= Richard Eells =

American abolitionist and physician (1800–1846)

Richard Eells (1800–1846) was an abolitionist and medical doctor from Illinois. Born in Connecticut, he moved to Quincy, Illinois, in 1833. A Yale College graduate, he set up a medical practice and quickly involved himself in abolitionism. His house became known as a place of refuge for escaped slaves.

On August 21, 1842, an escaped slave known only as Charley, owned by Chauncey Durkee of Monticello, Missouri, came to the house seeking help and transport. A freedman, Barryman Barnett, had spotted Charley swimming across the Mississippi and directed him to Eells’s house. Dr. Eells attempted to hide Charley in his carriage and drive across town, to where a safer hiding place awaited. However, a posse of slave catchers tried to intercept them. Charley was returned to Durkee, who requested that Eells be charged with “harboring and secreting a fugitive slave”, a crime in the Illinois Criminal Code at the time.

County Circuit Judge Stephen A. Douglas fined Eells $400. He appealed the ruling to the Illinois Supreme Court in 1844, where he lost again.

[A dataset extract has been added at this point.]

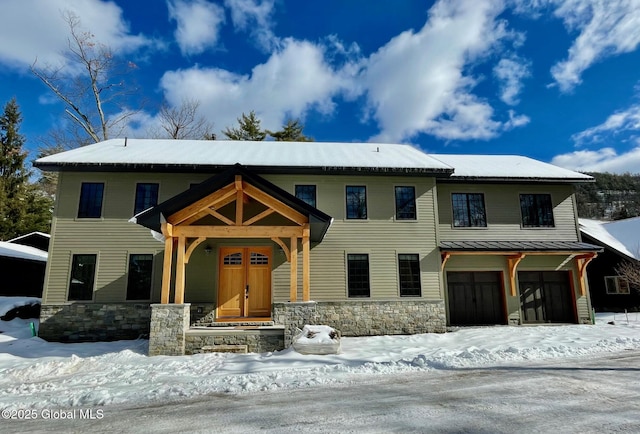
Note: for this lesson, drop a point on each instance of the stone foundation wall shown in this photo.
(169, 322)
(257, 341)
(364, 317)
(90, 322)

In the meantime, the celebrated case brought Eells to the attention of the wider abolitionist movement. He was made president of the Illinois Anti-Slavery Party in 1843. He unsuccessfully ran for governor of Illinois in 1846. However, the costly legal proceedings undermined Eells’s finances and health. Exhausted and ill, he died on a river boat on the Ohio River near Cincinnati in 1846.

Nevertheless, Eells’s estate continued the appeal process up to the U.S. Supreme Court. Here, abolitionist senators Salmon P. Chase and William H. Seward made the case for Eells’s innocence. Despite the heavy weight of this defense team, the Supreme Court was unwilling to challenge the national status quo, which at the time was sympathetic to slave owners. Eells’s conviction for “harboring and secreting a fugitive slave” was upheld in 1852.
In 2015, Quincy Mayor Chuck Shultz sought a posthumous pardon for Dr. Eells, and it was finally granted by Governor Pat Quinn. Dr. Eells's house in the South Side German Historic District of Quincy has been restored and is open to the public.